If we consult the transcripts of the hearing on jurisdiction and admissibility held in July 2015, we realize that the Tribunal asked the Philippines questions on these points both before and during the hearings; moreover, it gave the Philippines the opportunity to reply to them in writing after the hearing. For example, as regards Submission 1, Judge Rúdiger Wolfrum, one of the five members of the Tribunal, asked the Philippines whether it would be first necessary to establish China’s entitlements under the 1982 Convention before it could be possible to determine that China’s claims exceeded those permitted by the Convention. Before the hearings, the Tribunal asked the Philippines with regard to submissions 5, 8 and 9, whether they presupposed a prior determination of sovereignty over any feature in dispute between the Philippines and China, which might have an entitlement to an EEZ that overlapped with the Philippine EEZ. In relation to Question 8, the Tribunal asked the Philippines about the implications, if any, of a continental shelf claim by China for the Tribunal’s jurisdiction. If China could claim a continental shelf that overlapped with that of the Philippines, then the two continental shelves would have to be delimited – but maritime delimitation is excluded by China’s 2006 Declaration. The Tribunal also asked the Philippines, in relation to Submission 12, whether China’s activities in Mischief Reef could be covered by China’s Declaration, which also excluded military activities. Finally, as regards Submission 14, the Tribunal asked whether a military activity would cease to be a military activity if it concurrently served other purposes.
The fact that the Tribunal decided to postpone consideration of its jurisdiction on these submissions to the merits phase suggests that the Philippines, which did not want any issue to be deferred, was not able to provide entirely satisfactory answers to these questions.
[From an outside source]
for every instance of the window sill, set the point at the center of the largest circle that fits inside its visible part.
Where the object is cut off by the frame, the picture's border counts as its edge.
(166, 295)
In the merits phase, therefore, the Philippines will again have to attempt to convince the Tribunal that it has jurisdiction over these submissions. Most, if not all, of the Philippine arguments on the merits have probably been ready for some time now, since the Philippines prepared its Memorial (the first written pleadings) on the assumption that there would be only one phase (jurisdiction and merits). The question that now arises is whether part of these arguments will have to be amplified or revised in light of the Philippines’ inability to convince the Tribunal that it had jurisdiction on these issues. We can only hope that the Philippine arguments on the merits will, in this phase, finally convince the Tribunal that it has jurisdiction over submissions 1, 2, 5, 8, 9, 12 and 14. Otherwise the challenge to China’s nine-dash line and to certain Chinese activities in the South China Sea will have failed.